C17Z14 adds a control-plane refresh contract for rendezvous leases. When a
lease is renewal-needed, expired, invalid, or tied to a stale relay state, the
agent reloads node-scoped synthetic config from Control Plane, updates the
running peer cache/route/lease state, and reports refresh counters plus stale
relay withdrawal/reselection fields. This remains control-plane health only
and does not enable service payload forwarding.
C17Z15 adds the node side of backend relay replacement policy. The agent
advertises the relay replacement contract capability and emits
`c17z15.mesh_rendezvous_lease_report.v1`; stale relay state is matched to the
exact rendezvous lease/relay when that metadata is present, so an alternate
replacement lease for the same peer is not treated as stale by association.
This remains control-plane health only and does not enable service payload
forwarding.
C17Z16 adds route/path decision reporting. The agent consumes
`route_path_decisions` from Control Plane synthetic config, keeps the latest
control-plane generation in local state, and emits
`c17z18.mesh_route_path_decision_report.v1` with effective hops, previous/next
hop, selected replacement relay, generation, and no-payload boundary flags.

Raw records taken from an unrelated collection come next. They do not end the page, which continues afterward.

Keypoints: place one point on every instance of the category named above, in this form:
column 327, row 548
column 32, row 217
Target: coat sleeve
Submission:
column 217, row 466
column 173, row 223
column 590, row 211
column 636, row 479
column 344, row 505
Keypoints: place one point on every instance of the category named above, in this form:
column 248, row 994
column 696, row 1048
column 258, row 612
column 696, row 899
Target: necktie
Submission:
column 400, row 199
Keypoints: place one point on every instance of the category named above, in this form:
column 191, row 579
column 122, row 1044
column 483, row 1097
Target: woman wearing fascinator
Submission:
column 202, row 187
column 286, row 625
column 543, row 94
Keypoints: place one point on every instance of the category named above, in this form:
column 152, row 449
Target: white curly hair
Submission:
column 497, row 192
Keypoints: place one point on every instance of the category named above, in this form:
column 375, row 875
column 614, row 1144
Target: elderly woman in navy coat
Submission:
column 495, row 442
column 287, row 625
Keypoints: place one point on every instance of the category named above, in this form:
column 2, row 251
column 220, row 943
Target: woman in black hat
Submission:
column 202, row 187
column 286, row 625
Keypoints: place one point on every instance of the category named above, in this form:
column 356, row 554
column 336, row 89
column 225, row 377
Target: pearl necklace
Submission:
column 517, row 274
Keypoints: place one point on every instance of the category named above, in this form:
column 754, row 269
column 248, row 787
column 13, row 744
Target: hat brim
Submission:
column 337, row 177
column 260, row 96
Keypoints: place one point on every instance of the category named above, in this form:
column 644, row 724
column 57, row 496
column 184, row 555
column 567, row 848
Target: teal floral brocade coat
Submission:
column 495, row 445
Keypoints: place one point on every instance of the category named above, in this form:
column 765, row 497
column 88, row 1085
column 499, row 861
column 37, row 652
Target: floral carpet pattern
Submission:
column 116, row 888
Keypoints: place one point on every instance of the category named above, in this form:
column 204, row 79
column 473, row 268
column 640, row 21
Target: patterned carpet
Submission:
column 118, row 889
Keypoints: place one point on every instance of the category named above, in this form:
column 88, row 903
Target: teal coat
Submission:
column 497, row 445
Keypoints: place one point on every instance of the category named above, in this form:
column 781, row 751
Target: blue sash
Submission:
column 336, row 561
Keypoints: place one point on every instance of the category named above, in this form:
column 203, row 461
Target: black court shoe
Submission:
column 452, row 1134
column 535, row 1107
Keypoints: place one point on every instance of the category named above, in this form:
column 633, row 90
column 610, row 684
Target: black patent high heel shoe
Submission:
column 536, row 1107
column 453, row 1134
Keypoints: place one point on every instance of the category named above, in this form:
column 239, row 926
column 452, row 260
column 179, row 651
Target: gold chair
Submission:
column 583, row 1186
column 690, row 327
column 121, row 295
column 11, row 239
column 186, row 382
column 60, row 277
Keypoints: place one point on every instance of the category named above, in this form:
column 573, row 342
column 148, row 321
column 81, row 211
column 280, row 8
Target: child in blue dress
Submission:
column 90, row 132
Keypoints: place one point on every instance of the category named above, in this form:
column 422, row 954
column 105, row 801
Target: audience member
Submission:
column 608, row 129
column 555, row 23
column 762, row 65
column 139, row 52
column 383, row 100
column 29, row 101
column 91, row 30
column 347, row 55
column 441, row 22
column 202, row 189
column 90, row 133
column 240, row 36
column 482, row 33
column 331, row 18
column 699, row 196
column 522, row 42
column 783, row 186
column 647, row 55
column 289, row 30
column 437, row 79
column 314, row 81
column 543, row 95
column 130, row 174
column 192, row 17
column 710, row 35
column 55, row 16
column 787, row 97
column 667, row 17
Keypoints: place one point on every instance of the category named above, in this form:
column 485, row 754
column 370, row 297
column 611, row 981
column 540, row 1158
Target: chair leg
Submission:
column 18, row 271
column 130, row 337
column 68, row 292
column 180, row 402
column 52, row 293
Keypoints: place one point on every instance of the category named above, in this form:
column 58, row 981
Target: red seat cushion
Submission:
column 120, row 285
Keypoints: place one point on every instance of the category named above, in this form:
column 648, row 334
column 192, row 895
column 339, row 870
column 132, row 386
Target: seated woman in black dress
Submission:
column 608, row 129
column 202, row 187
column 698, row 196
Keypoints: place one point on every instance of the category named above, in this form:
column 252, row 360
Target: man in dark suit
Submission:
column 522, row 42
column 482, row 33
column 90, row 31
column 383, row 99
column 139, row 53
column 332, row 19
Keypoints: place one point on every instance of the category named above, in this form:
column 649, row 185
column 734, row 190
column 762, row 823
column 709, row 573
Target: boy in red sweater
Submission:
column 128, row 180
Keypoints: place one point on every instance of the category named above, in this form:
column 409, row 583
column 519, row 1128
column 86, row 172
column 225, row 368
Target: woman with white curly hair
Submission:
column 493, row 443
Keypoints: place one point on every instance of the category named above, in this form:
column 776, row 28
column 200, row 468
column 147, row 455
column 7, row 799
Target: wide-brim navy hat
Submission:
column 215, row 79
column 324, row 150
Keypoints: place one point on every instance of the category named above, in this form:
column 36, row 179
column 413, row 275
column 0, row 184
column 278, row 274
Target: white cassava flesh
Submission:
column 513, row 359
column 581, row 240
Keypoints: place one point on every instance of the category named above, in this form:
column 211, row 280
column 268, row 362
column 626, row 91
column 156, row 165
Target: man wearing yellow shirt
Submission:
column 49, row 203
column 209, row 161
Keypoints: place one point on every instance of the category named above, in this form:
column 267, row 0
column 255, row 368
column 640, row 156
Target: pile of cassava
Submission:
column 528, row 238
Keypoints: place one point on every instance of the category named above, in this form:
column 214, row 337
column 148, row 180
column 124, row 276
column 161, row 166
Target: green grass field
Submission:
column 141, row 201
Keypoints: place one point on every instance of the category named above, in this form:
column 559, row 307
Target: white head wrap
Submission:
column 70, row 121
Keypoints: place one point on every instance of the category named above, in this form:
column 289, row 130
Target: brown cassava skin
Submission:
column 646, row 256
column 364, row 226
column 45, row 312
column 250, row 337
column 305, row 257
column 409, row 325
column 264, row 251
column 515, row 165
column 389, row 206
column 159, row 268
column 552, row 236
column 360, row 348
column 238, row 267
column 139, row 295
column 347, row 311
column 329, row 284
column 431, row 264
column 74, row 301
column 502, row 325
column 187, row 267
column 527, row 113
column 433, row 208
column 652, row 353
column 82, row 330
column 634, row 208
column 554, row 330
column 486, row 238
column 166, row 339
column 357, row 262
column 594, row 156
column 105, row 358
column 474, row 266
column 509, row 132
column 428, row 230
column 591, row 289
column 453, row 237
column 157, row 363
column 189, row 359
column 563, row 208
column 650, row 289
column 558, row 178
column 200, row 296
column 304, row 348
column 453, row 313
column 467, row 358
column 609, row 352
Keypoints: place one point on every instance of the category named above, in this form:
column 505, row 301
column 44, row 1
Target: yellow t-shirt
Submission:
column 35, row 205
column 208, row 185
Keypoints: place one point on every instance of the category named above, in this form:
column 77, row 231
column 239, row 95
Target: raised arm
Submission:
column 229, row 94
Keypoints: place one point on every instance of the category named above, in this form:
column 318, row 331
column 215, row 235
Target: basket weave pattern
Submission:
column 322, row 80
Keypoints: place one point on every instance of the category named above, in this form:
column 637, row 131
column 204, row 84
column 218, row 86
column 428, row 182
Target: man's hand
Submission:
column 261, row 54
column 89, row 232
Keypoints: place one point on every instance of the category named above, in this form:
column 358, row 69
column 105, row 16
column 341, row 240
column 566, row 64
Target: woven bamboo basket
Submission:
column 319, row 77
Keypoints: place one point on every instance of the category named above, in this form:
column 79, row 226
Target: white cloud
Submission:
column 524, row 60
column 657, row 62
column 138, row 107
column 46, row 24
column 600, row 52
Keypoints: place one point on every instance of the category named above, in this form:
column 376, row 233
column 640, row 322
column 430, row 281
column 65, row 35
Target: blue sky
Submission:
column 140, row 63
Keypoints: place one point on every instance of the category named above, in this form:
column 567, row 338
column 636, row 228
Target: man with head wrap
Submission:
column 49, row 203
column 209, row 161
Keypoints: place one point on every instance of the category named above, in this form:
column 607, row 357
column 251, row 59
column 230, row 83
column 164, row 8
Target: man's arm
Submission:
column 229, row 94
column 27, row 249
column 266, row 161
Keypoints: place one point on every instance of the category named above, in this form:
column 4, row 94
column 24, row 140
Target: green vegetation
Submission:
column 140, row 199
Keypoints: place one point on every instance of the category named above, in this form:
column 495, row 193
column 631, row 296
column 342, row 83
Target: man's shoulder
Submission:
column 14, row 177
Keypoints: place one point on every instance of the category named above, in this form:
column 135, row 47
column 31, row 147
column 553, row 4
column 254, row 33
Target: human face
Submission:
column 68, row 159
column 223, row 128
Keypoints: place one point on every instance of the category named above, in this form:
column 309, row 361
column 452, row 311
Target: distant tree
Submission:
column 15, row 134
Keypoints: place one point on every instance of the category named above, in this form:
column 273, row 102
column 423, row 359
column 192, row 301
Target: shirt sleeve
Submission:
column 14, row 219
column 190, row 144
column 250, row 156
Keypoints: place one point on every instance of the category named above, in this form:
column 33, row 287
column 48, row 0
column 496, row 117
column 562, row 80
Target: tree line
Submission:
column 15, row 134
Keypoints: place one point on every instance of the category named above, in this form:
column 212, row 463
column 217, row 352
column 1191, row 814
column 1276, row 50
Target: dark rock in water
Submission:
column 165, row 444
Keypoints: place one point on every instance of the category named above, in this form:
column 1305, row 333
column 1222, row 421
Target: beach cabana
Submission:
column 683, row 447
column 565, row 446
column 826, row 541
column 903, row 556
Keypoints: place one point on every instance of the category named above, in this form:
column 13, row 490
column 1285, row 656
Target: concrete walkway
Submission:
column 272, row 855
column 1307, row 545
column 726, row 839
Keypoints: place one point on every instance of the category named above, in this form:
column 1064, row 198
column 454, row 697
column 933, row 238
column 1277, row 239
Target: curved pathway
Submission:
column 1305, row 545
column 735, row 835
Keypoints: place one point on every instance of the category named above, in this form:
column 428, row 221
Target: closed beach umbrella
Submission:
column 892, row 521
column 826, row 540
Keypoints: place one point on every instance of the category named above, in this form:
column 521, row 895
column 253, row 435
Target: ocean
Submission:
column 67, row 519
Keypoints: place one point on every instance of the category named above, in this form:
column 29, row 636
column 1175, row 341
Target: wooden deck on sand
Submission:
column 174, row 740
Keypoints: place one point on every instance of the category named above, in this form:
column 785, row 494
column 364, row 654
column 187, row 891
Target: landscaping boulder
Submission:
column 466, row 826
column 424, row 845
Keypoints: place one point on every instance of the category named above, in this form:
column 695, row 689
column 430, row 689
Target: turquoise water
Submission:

This remains metadata-only route planning and does not enable service payload
forwarding.
C17Z17 adds node-side route generation tracking for Control Plane
`route_path_decisions`. The agent emits
`c17z18.mesh_route_generation_report.v1` with active, applied, unchanged, and
withdrawn decision counts, total counters, generation change state, active
decision details, and withdrawn decision details. When the first observed
config already contains a stale relay replacement, the tracker emits a
`withdrawn_by_replacement` record for the old relay path. This remains
metadata-only route planning and does not enable service payload forwarding.
C17Z18 applies Control Plane `route_path_decisions` to synthetic route-health
route config only. The agent keeps base routes separate from route-health
routes, periodically refreshes scoped config, emits
`c17z18.mesh_route_health_config_report.v1`, and reports route-health
observations with expected/observed hops and drift status. This probes
replacement relay effective paths for control-plane health only and does not
enable service payload forwarding.
Scoped synthetic config shape:
```json
{
"schema_version": "c17z18.synthetic.v1",
"cluster_id": "cluster-1",
"local_node_id": "node-a",
"config_version": "config-v1",
"peer_directory_version": "peers-v1",
"policy_version": "policy-v1",
"peer_endpoints": {
"node-b": "http://127.0.0.1:19002"
},
"peer_endpoint_candidates": {
"node-b": [
{
"endpoint_id": "node-b-public",
"node_id": "node-b",
"transport": "direct_tcp_tls",
"address": "203.0.113.20:443",
"reachability": "public",
"nat_type": "restricted",
"connectivity_mode": "direct",
"priority": 10
}
]
},
"routes": [],
"route_path_decisions": {
"schema_version": "c17z18.route_path_decisions.v1",
"decisions": []
}
}
```
## C17E Live Synthetic Smoke
Run:
```powershell
cd agents\rap-node-agent
go run .\cmd\mesh-live-smoke
```
Expected:
- scoped synthetic config loads
- direct `node-a -> node-b` synthetic probe succeeds
- relay `node-a -> node-r -> node-b` synthetic probe succeeds
- bounded `synthetic.echo` test-service succeeds
- `production_forwarding=false`
## Safety Rules
- The agent never assigns roles to itself.
- The agent reports capabilities only.
- Platform policy assigns roles.
- No RDP/VPN/production service traffic is carried by the C17A-C17Z18 staged
mesh runtime.
- Production forwarding remains disabled by default and limited to
`fabric.control` when explicitly enabled.
- No privileged operations are performed by the current agent.